In Fall 2010, Frey was hired as managing editor of Adweek. She left the publication to become managing editor of Yahoo News in October 2011, later becoming its editor-in-chief a year later. She left the position to serve as editorial director of NBCNews.com in April 2013. In December 2014, she became the Director of Global News Operations at Fusion, later becoming its executive editor.

In 2016, Medium's magazine, Matter, was spun off into its own studio, Matter Studios. Frey and her then-husband, Mark Lotto, served together as co-creative officers of the new studio.

In 2017, Frey became director of editorial strategy at HuffPost. She then served as its executive editor. In 2021, after Lydia Polgreen resigned as editor-in-chief, Frey was responsible for leading the newsroom at HuffPost. She resigned in September 2021 during a wave of layoffs after the outlet was acquired by Verizon.

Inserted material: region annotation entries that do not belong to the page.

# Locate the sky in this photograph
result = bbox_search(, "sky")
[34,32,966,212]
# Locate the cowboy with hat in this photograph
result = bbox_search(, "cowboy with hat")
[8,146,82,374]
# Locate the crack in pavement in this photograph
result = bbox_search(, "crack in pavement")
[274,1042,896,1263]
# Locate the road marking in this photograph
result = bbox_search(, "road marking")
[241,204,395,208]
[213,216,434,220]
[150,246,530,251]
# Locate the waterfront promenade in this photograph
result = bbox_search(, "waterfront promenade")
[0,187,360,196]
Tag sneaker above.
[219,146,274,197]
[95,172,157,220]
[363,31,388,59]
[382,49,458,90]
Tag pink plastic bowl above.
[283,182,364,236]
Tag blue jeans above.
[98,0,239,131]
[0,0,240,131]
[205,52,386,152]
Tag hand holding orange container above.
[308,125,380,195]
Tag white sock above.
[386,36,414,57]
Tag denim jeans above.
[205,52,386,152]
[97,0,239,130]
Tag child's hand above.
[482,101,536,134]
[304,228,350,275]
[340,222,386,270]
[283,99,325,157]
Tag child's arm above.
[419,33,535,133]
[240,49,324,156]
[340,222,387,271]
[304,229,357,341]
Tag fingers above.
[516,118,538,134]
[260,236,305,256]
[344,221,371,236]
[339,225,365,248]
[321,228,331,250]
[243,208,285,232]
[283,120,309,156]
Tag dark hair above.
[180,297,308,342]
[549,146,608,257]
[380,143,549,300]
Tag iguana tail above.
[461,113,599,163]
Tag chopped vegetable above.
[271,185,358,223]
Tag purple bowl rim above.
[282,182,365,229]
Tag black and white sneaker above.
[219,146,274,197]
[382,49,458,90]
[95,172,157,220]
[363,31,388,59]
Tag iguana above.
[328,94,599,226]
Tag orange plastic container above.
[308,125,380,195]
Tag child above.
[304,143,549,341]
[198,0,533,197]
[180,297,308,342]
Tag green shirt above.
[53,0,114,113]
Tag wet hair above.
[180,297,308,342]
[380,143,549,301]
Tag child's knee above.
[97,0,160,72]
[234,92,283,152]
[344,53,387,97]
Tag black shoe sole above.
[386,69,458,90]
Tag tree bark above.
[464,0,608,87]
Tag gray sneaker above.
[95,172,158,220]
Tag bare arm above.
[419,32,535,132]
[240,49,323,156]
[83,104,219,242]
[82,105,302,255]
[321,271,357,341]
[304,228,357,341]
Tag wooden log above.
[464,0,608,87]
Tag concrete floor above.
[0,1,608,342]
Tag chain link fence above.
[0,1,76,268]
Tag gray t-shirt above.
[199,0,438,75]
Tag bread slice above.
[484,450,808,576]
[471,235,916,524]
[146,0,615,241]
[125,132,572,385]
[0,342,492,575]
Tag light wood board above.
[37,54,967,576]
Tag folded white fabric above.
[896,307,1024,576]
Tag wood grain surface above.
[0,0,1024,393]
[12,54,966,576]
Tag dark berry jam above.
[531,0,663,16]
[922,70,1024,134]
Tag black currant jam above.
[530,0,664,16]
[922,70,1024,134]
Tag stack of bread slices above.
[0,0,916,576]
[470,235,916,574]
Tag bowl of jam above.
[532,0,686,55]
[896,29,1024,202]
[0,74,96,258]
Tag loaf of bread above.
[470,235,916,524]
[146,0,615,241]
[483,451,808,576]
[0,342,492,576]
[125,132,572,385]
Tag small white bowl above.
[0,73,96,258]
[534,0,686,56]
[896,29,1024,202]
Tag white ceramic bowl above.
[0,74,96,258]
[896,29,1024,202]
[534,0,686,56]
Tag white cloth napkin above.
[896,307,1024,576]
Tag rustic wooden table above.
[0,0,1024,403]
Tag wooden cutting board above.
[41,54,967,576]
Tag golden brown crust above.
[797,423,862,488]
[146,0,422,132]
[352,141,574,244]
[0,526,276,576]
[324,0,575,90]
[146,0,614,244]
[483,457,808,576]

She was appointed as a creator in residence on October 18, 2021 in the Newmark School of Journalism at City University of New York. She later graduated from the school's executive program a year later.

She serves the current editor-in-chief of the online magazine Slate since June 6, 2022.

== Personal life ==

Frey's ex-husband, Mark Lotto, served as a senior GQ editor in 2011 and as a creative officer for Matter Studios in 2016. As of 2024, she resided in Brooklyn alongside her daughter and husband, Stefan Liebich.